Te echo de menos, nena, más de lo que recomendaría cualquier cardiólogo. Te dejé. ¿Qué puedo decir? ¿Qué otra cosa podía hacer, nena? Tú eras tan Nancy y yo tan Sid Vicious que vivíamos condenados a muerte. Has sido fundamental en quién soy pero el primer día que nos tocamos ya palpábamos futuras cicatrices de navaja y callejón. No soy fácil, nena, tú tampoco.
No te mentiré con esa basura que dicen todos, el «siempre pienso en ti». No. Reconozco que no estoy siempre pensando en ti, pero, por lo general, cuando no pienso en nada, estoy pensando en ti. Eso es mucho, nena. Bueno, es algo. Contigo Ribeira era más entretenida que Netflix, las bebidas nunca eran isotónicas y las peores canciones eran nuestra canción.
Quizá empezamos muy jóvenes. Yo tenía 13 años y la fugaz incomprensión moteada de eternidad de la adolescencia.
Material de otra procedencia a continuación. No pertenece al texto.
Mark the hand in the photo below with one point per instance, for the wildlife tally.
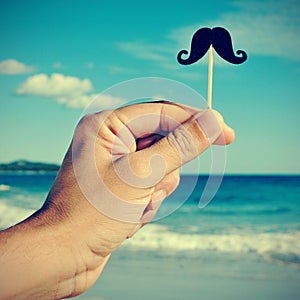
(129, 159)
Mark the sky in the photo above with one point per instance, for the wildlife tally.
(55, 56)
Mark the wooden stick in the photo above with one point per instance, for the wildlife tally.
(210, 71)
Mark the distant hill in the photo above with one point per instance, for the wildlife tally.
(24, 165)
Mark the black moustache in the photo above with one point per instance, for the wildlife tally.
(221, 41)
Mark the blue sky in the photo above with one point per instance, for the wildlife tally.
(55, 55)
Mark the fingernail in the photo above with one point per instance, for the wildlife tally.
(209, 124)
(157, 198)
(135, 229)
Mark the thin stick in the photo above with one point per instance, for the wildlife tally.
(210, 71)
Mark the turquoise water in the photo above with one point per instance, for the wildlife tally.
(246, 241)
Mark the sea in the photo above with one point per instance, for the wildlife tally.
(245, 244)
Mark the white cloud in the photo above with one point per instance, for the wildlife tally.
(89, 65)
(13, 67)
(70, 91)
(57, 65)
(55, 85)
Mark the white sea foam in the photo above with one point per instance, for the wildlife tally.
(279, 246)
(10, 215)
(4, 187)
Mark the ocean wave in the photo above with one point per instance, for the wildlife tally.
(4, 187)
(284, 247)
(10, 215)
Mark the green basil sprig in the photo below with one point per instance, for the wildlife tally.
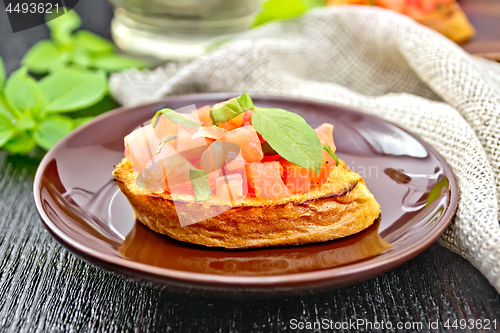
(164, 141)
(30, 111)
(231, 109)
(175, 117)
(290, 136)
(332, 154)
(201, 187)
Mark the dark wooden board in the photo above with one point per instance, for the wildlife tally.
(45, 288)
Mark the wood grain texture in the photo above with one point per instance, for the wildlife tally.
(44, 288)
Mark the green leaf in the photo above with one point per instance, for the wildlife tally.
(201, 187)
(80, 121)
(5, 124)
(81, 57)
(44, 57)
(279, 9)
(25, 122)
(5, 136)
(70, 89)
(290, 136)
(62, 26)
(436, 190)
(93, 43)
(164, 141)
(231, 109)
(7, 129)
(105, 104)
(2, 75)
(268, 150)
(68, 22)
(23, 93)
(21, 143)
(314, 3)
(176, 118)
(51, 130)
(117, 62)
(332, 154)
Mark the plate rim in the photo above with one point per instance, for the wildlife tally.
(355, 271)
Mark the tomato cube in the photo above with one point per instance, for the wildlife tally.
(248, 141)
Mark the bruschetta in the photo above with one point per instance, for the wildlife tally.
(238, 176)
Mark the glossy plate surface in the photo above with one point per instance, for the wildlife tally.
(85, 211)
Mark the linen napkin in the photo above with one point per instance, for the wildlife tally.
(384, 64)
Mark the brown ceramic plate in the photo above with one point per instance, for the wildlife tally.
(84, 210)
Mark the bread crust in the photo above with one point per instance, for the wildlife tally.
(341, 207)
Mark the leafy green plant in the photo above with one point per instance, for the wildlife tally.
(283, 9)
(35, 113)
(77, 49)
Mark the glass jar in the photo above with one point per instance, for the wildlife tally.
(178, 29)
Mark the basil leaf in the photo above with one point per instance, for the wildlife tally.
(51, 130)
(81, 57)
(118, 62)
(70, 89)
(310, 4)
(175, 117)
(23, 93)
(279, 9)
(2, 75)
(5, 136)
(4, 110)
(164, 141)
(201, 187)
(268, 150)
(93, 43)
(80, 121)
(332, 154)
(21, 143)
(290, 136)
(44, 57)
(25, 122)
(231, 109)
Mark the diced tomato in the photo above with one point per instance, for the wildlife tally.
(208, 132)
(165, 170)
(247, 118)
(248, 141)
(140, 146)
(230, 187)
(325, 135)
(164, 127)
(261, 139)
(233, 123)
(298, 179)
(264, 180)
(317, 180)
(204, 116)
(183, 188)
(271, 158)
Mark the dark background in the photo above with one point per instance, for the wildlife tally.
(43, 287)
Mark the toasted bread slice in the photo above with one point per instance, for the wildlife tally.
(341, 207)
(450, 21)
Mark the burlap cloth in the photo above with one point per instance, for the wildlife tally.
(384, 64)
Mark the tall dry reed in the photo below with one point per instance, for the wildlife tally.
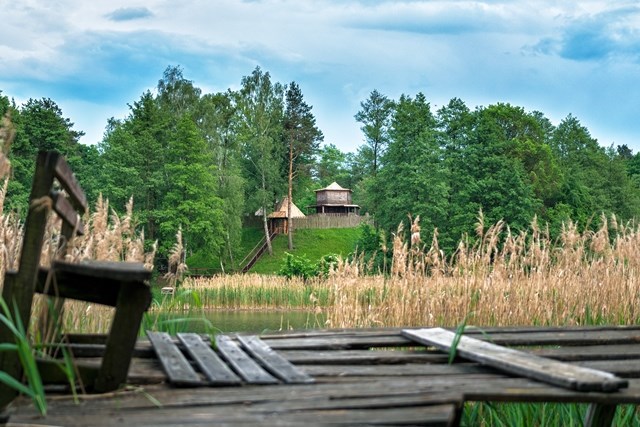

Nos miraban con envidia cuando te llevaba de la mano por las calles; sabían que te desnudaría, que rugiríamos bajo la luna de mayo como caballeros templarios en la Segunda Cruzada, que susurraríamos como Robert Redford a los caballos…
Te recuerdo tras una noche de toqueteo salvaje: la luz de una bombilla al pasar por el vino con Coca-Cola te daba un aire a las moras del camino. Te di la espalda y tú me miraste desde arriba como Dalí miró a Cristo. «Esto tiene que acabarse, nena», os dije a ti y al calimocho en un ocaso de dolor. Entonces, con todas nuestras historias prohibidas y el olor del asfalto, te metí en la funda. Blanca y negra, olvidada en el desván de nuestra primera desnudez. Eras mucho más que mi guitarra eléctrica, nena.